Ale fellow, well met

“Everybody has to believe in something. I believe I’ll have another drink,” said W. C. Fields. He meant martini, but for many people it would simply be a glass of real ale.

In Great Britain in 1971, the newly founded Campaign for Real Ale (CAMRA) coined the term “real ale” to make a distinction between the bland processed beers sold by the big brewers (e.g. Watney’s Red Barrel) and more flavoursome traditional beers (e.g. Theakston’s Old Peculier) whose continued existence was under threat.

At that time, most beer in Britain was keg beer, filtered, pasteurised and artificially carbonated, and most British brewers used carbon dioxide to dispense them. This led to beer containing more dissolved gas in the glass than traditional ale had and – eventually – to a consumer movement demanding a return to “real ale”.

Real-aleReal ale is a natural product brewed using traditional ingredients and left to mature in the cask (traditionally a wooden barrel) from which it is served in the pub using a process called secondary fermentation. It is this process which makes real ale unique among beers and develops the wonderful tastes and aromas which processed beers can never provide.
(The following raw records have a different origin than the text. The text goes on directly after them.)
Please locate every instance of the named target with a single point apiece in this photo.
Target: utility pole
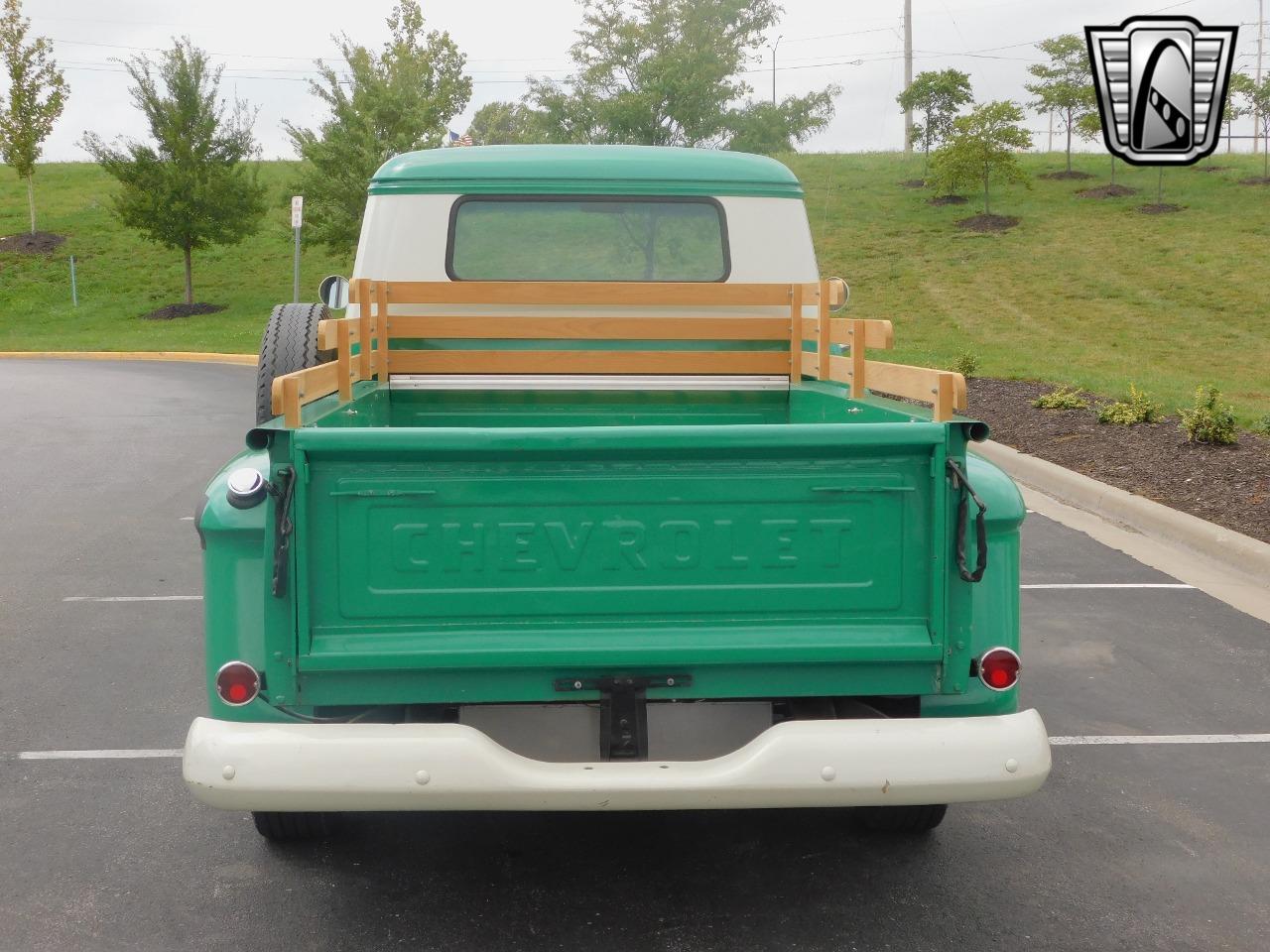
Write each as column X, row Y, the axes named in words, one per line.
column 772, row 48
column 1261, row 33
column 908, row 73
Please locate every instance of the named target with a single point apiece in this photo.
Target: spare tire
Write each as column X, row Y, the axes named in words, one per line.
column 290, row 343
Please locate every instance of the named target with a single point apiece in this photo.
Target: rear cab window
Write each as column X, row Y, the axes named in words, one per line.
column 580, row 238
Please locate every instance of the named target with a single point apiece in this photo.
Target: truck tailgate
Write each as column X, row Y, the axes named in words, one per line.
column 532, row 553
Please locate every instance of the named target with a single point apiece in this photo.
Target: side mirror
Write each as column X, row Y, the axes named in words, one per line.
column 333, row 293
column 839, row 293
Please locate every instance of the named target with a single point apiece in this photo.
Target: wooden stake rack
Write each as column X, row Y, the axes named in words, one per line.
column 714, row 316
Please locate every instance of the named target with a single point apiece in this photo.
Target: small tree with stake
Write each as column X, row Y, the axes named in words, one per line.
column 190, row 188
column 1238, row 96
column 938, row 96
column 1089, row 128
column 982, row 148
column 37, row 94
column 1065, row 84
column 1256, row 98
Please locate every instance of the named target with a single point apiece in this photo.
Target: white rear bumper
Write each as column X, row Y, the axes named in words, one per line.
column 453, row 767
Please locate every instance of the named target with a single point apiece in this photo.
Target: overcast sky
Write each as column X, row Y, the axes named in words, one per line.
column 268, row 46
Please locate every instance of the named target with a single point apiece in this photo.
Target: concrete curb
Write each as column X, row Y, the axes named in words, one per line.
column 1239, row 553
column 178, row 356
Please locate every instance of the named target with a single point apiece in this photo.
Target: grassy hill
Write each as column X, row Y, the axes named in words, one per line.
column 1082, row 291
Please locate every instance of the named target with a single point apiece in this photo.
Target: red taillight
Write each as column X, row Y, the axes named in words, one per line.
column 998, row 667
column 238, row 683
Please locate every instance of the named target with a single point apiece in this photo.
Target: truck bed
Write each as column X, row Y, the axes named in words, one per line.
column 466, row 546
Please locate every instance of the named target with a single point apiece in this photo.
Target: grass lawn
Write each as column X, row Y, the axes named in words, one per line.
column 1083, row 291
column 121, row 276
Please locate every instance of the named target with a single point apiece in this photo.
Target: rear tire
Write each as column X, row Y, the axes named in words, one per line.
column 290, row 344
column 294, row 828
column 902, row 819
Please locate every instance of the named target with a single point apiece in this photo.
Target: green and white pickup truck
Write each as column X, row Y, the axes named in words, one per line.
column 592, row 502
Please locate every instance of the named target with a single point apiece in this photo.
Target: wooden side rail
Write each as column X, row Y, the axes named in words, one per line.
column 373, row 329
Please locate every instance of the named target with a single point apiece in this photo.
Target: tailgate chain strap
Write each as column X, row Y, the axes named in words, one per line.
column 959, row 481
column 282, row 527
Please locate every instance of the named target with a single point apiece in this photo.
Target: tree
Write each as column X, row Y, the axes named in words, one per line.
column 37, row 94
column 397, row 100
column 190, row 188
column 668, row 72
column 982, row 146
column 1238, row 103
column 506, row 123
column 1065, row 84
column 771, row 130
column 938, row 96
column 1255, row 99
column 1089, row 128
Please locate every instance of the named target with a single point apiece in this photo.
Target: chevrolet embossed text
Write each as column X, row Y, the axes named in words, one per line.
column 617, row 544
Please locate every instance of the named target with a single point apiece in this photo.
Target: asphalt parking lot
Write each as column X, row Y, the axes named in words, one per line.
column 1128, row 847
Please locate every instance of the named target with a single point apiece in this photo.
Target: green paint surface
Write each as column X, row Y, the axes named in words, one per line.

Re-racked beer is commonly regarded as real ale, but it contains much less yeast and has a very short shelf life – two or three days for a typical cask. It is obtained by decanting, or re-racking, real ale from one cask (or other container) to another, thus leaving behind the residual yeast. The ale in the first cask/container will (usually) have already been fined (to remove organic compounds and to improve clarity or adjust the flavour) taking most of the yeast to the bottom of the cask. Ale should only be re-racked immediately before delivery to the point of service.

Today, with success on its side, the Campaign for Real Ale’s aims are to promote small brewing and pub businesses, reform licensing laws, reduce tax on beer, and stop ongoing consolidations among local British brewers. It also makes an effort to promote less common varieties of beer, including stout, porter, and mild, as well as traditional cider and perry (made from fermented pears).

CAMRA publishes the Good Beer Guide, an annually compiled directory of its recommended pubs and brewers; the Good Cider Guide, an occasionally compiled directory of pubs that sell real cider, and the Good Bottled Beer Guide, an occasionally compiled review of real ale in a bottle.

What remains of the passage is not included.